How can I actually give my ma’aser ani? It’s not really practical to find poor people each time I pick a few oranges from my tree to give them a slice.

Answer

Rabbi Moshe Bloom

This year (5781) is the sixth year in the shemita cycle, when we are supposed to give 9% of our produce to the poor (ma’aser ani).

If you pick five oranges or buy five cucumbers from a place that does not have reliable kashrut supervision, that means that a little less than half of one orange or cucumber should go to a poor person. When the produce is in your home, you can decide which poor person to give the fruit to. In practice, however, poor people will not make the effort to come for such a small amount.

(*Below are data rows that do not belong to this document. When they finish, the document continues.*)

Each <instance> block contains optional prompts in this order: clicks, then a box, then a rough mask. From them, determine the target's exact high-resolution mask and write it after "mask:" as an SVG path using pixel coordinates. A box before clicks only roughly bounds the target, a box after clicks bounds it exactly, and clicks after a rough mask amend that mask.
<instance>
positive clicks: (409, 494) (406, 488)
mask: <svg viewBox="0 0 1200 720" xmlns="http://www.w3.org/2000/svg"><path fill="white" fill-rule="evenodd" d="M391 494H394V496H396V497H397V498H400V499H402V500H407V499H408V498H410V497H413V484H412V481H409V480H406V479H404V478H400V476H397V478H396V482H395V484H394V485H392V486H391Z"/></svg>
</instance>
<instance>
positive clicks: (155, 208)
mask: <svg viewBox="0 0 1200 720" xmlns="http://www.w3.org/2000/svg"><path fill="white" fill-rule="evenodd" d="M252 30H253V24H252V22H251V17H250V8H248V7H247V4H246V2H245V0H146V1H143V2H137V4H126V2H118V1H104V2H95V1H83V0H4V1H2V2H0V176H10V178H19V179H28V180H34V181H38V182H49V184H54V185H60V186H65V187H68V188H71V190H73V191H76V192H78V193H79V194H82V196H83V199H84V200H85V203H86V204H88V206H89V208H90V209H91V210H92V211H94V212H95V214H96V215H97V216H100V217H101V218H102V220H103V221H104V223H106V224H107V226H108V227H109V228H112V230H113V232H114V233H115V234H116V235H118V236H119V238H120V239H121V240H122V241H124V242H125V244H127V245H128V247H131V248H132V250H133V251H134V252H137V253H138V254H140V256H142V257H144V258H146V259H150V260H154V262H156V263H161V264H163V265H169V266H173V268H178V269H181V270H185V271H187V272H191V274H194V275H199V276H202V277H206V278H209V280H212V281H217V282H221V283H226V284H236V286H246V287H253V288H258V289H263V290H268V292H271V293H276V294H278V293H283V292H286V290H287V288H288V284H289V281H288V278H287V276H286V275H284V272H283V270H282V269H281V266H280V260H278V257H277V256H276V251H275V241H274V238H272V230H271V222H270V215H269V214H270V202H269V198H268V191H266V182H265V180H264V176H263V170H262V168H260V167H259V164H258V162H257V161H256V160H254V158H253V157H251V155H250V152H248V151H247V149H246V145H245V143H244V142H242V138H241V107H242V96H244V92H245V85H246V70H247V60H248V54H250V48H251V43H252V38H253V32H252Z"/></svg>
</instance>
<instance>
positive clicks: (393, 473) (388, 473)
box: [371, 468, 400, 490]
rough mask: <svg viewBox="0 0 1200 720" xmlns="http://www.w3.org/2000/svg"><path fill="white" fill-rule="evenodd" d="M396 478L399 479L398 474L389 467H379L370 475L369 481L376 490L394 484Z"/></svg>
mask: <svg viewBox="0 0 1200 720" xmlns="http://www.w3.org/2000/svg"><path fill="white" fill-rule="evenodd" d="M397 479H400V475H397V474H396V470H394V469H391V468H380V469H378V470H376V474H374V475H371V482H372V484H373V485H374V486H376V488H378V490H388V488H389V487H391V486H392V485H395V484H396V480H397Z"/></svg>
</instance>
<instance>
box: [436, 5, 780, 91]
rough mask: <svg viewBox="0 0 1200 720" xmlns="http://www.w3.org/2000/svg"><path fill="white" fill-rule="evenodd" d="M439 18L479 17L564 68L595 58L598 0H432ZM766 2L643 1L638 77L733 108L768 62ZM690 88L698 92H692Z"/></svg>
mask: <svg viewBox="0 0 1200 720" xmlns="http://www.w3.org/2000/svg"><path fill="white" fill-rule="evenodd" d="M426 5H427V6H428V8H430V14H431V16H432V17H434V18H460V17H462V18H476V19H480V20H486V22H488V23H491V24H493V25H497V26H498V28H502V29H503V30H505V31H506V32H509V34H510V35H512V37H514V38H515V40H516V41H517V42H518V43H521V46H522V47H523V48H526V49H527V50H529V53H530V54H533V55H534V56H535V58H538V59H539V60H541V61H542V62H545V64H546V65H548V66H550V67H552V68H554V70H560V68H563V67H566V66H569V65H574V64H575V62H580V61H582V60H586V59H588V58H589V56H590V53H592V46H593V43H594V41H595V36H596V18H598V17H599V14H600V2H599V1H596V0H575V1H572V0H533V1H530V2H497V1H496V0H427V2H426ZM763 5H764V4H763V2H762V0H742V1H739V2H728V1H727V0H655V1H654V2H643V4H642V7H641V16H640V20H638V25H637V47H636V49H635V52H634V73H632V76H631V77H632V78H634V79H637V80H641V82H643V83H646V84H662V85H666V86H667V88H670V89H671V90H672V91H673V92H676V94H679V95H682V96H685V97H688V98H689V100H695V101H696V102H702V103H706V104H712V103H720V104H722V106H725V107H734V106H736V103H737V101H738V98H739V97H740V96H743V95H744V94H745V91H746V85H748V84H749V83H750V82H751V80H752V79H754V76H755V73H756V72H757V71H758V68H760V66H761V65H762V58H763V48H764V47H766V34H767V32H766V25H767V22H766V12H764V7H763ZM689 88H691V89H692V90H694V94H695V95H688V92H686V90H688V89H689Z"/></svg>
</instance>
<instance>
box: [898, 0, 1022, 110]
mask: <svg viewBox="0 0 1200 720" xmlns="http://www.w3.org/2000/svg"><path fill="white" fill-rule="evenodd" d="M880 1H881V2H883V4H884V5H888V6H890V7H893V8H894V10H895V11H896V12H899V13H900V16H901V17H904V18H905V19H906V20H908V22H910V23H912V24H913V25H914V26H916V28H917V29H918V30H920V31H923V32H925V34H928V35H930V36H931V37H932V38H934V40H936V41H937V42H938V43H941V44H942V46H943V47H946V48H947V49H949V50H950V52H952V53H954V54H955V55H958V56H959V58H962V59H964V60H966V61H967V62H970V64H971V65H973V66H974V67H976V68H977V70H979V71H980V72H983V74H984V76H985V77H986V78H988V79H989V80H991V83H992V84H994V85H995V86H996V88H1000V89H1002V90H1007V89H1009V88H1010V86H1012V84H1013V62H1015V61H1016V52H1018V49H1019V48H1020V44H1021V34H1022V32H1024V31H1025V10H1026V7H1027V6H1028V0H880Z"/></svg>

While there is an obligation to verbally declare the 9% as ma’aser ani and state its location in the produce (this is an integral part of the text for separating terumot and ma’aserot), in the event that a poor person never shows up, this portion is not sacred and it is possible to eat. This is what those who don’t actually give the ma’aser ani rely on.

Is there a way to actually give ma’aser ani?

At Beit HaOtzar, we employ the halachic concept of makarei ani’im. Every member of Beit HaOtzar signs a contract with a tzedaka committee that all of the ma’aser ani will go to a specific poor person. The owner of the fruit lends the poor person a sum of money on an annual basis, and then every time ma’aser ani is set aside—say, half-an-orange—this half-an-orange is halachically acquired by the poor person. The poor person then returns this fruit to the owner, and then its value is detracted from the sum of the loan. At the end of the year, if the poor person still owes any money to the owner of the fruit, the debt is forgiven. In this way, we can give ma’aser ani in practice in the most mehudar fashion, without having to leave the comfort of our homes to find a poor person each time we take terumot and ma’aserot.